Here’s what happens next. The editor sends out the letter to reviewers. Two out of 3 of the reviewers respond, and I’ve got a copy their responses. The first reviewer is enthusiastic about doing something – although whether that means retracting the Twitter paper or publishing the complaint letter in the “Letter To The Editor” section is not clear – and uses the phrase “The original paper’s performance claims are convincingly shown to be severely exaggerated.” That first reviewer has minor requests for modifications.
The second reviewer is less enthusiastic but still thinks there is merit to the complaint letter. The second reviewer is dubious as to whether the original article should be withdrawn, but is clearly also skeptical of the stated claims. Finally, the second reviewer suggests that the original authors should be given a chance to respond before their article is retracted.
At this point, the editor writes to the complaint letter writer LW and says, you need to modify your letter, at which time I’ll “reconsider my decision.” The editor doesn’t say whether that decision is to retract the paper or to publish the letter.

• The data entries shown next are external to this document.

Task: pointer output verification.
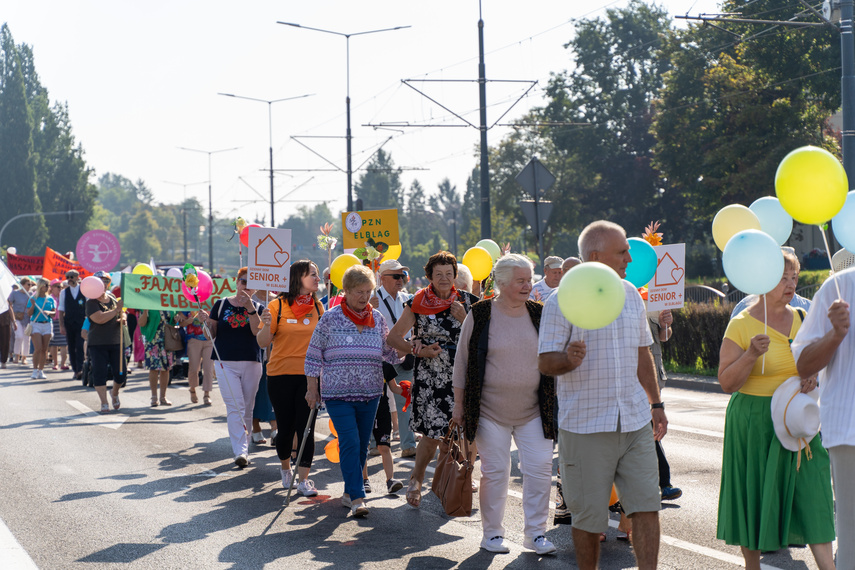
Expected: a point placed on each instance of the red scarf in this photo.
(427, 302)
(364, 318)
(302, 305)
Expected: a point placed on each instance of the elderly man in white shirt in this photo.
(389, 300)
(823, 345)
(552, 272)
(607, 393)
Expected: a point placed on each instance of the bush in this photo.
(698, 332)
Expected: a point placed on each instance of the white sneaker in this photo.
(307, 488)
(539, 544)
(495, 544)
(286, 478)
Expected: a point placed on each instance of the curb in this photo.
(692, 382)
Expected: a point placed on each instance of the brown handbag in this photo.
(171, 337)
(452, 480)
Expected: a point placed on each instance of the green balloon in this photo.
(591, 295)
(492, 247)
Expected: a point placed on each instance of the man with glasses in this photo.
(72, 313)
(390, 300)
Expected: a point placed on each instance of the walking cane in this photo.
(312, 415)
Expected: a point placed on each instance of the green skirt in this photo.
(765, 503)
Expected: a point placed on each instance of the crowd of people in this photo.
(502, 362)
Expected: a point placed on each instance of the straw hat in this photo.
(795, 415)
(843, 259)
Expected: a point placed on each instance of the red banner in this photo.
(56, 266)
(24, 264)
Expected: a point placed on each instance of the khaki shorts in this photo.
(590, 463)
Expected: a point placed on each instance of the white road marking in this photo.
(696, 431)
(12, 554)
(113, 420)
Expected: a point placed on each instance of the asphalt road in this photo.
(157, 488)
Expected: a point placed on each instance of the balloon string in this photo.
(765, 331)
(223, 368)
(831, 263)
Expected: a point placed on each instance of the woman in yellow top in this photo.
(288, 322)
(767, 501)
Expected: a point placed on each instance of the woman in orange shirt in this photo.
(288, 322)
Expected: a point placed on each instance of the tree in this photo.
(380, 187)
(18, 165)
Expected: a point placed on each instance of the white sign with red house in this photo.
(269, 259)
(666, 289)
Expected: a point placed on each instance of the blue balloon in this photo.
(843, 223)
(642, 268)
(753, 262)
(774, 220)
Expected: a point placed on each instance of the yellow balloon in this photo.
(731, 220)
(811, 185)
(341, 264)
(393, 252)
(479, 261)
(143, 269)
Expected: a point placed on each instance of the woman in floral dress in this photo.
(435, 314)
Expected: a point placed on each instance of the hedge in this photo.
(698, 331)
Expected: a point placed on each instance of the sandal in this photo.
(414, 494)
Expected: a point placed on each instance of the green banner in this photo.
(164, 293)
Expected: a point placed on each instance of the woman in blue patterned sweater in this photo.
(348, 348)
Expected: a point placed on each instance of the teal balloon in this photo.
(843, 223)
(642, 268)
(774, 220)
(753, 262)
(492, 247)
(591, 295)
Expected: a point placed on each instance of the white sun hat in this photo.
(795, 415)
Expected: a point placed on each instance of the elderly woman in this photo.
(104, 339)
(499, 394)
(289, 322)
(767, 501)
(234, 322)
(435, 314)
(40, 309)
(348, 347)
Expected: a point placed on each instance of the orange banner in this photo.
(57, 265)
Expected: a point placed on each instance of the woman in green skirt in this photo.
(769, 499)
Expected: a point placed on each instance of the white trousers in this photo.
(238, 382)
(535, 453)
(843, 474)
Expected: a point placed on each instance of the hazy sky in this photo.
(141, 79)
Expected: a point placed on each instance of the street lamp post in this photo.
(348, 135)
(210, 202)
(270, 103)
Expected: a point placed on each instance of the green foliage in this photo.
(698, 332)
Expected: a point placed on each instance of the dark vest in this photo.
(75, 309)
(478, 363)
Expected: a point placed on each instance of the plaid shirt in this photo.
(605, 386)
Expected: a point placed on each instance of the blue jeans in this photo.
(353, 422)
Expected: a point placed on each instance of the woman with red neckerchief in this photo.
(435, 314)
(288, 322)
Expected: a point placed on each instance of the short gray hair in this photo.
(463, 281)
(593, 237)
(503, 271)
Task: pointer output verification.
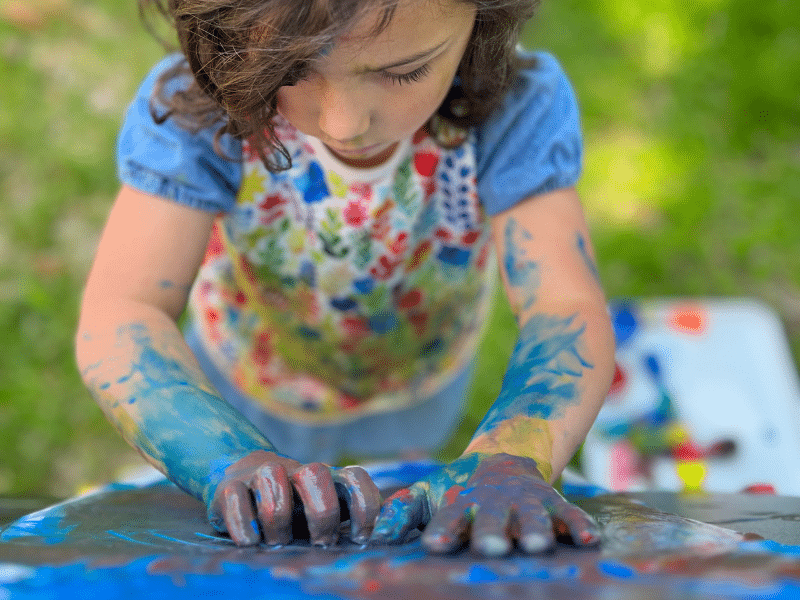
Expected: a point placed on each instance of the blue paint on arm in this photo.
(520, 270)
(584, 252)
(192, 432)
(543, 371)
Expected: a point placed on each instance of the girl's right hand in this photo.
(260, 495)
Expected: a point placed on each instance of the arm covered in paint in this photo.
(146, 380)
(500, 490)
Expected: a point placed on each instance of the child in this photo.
(325, 183)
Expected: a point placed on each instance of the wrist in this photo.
(524, 437)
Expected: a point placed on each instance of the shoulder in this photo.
(167, 160)
(532, 143)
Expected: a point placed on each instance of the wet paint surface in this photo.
(114, 543)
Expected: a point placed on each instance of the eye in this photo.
(411, 77)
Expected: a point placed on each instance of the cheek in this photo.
(418, 103)
(293, 105)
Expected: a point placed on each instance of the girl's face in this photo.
(368, 93)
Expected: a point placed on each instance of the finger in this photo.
(403, 511)
(273, 496)
(238, 514)
(581, 527)
(363, 501)
(533, 527)
(448, 528)
(314, 485)
(490, 529)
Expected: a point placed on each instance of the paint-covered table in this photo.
(151, 540)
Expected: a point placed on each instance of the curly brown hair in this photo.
(240, 52)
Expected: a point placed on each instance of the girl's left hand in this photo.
(488, 500)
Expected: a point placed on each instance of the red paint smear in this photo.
(760, 488)
(371, 585)
(450, 495)
(689, 320)
(620, 380)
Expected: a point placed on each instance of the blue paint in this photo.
(192, 432)
(84, 581)
(48, 525)
(344, 565)
(312, 183)
(624, 320)
(521, 272)
(458, 257)
(382, 322)
(615, 570)
(343, 304)
(587, 259)
(129, 539)
(543, 371)
(364, 286)
(480, 574)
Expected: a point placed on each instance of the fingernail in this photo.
(492, 545)
(589, 538)
(535, 542)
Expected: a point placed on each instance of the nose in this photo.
(343, 114)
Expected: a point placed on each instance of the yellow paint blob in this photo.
(692, 473)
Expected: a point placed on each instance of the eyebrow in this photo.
(406, 61)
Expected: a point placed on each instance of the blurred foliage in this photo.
(691, 185)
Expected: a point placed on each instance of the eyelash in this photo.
(411, 77)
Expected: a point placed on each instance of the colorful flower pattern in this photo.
(325, 297)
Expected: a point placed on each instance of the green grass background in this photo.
(691, 186)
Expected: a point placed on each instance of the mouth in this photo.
(363, 151)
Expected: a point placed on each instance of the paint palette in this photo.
(705, 396)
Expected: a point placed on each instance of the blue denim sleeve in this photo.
(168, 161)
(532, 143)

So far, still so good. But here’s where things get very weird. After modifying the letter, LW sends it back to the editor, who soon comes back with another review, and importantly, a decision not to take further action. Here are some important facts:
- The new review is scathing, passionate, and very long. Look at it here.
- The new review has a name on it – possibly left there by accident – it’s the author of the original paper!
- Perhaps this was intentional? Did the editor want to give the original author a chance to defend his work?
- In the editor’s letter, he states “Reviewers’ comments on your work have now been received. You will see that they are advising against publication of your work. Therefore I must reject it.”
- The way that was phrased, it doesn’t sound like the editor was acknowledging that this was not an unbiased reviewer, but was in fact one of the original authors.
- In any case, before the final reviewer weighed in, it looked like the reviewers had been suggesting publication of the letter at the very least, possibly with the chance for another reaction letter from the author. So this author’s review seems to have been the deciding vote.
- You can read more about the details here, on the complaining letter writer’s blog.
What are the standards for this kind of thing? I’m not sure, but I’m pretty certain that asking the original author to be the deciding vote on whether a paper gets retracted isn’t – or should not be – standard practice.
To be clear, I think it makes sense to allow the author to respond to the complaints, but not at this point in the process. Instead, the decision of whether to publish the letter should have been made, with the help of outside reviewers, and if it was decided to publish the letter, the original author should have been given a chance to compose a rebuttal to be published side by side with the complaint.
Also to be clear, I’m not incredibly sympathetic with someone trying to make money off of a published algorithm and then getting pissed when they lose money instead. I’m willing to admit that more than one of these parties is biased. But I do think that the process over at Elsevier’s Journal of Computational Sciences needs auditing.
* Or at least the ones that are talking. Maybe other traders are raking it in but aren’t talking?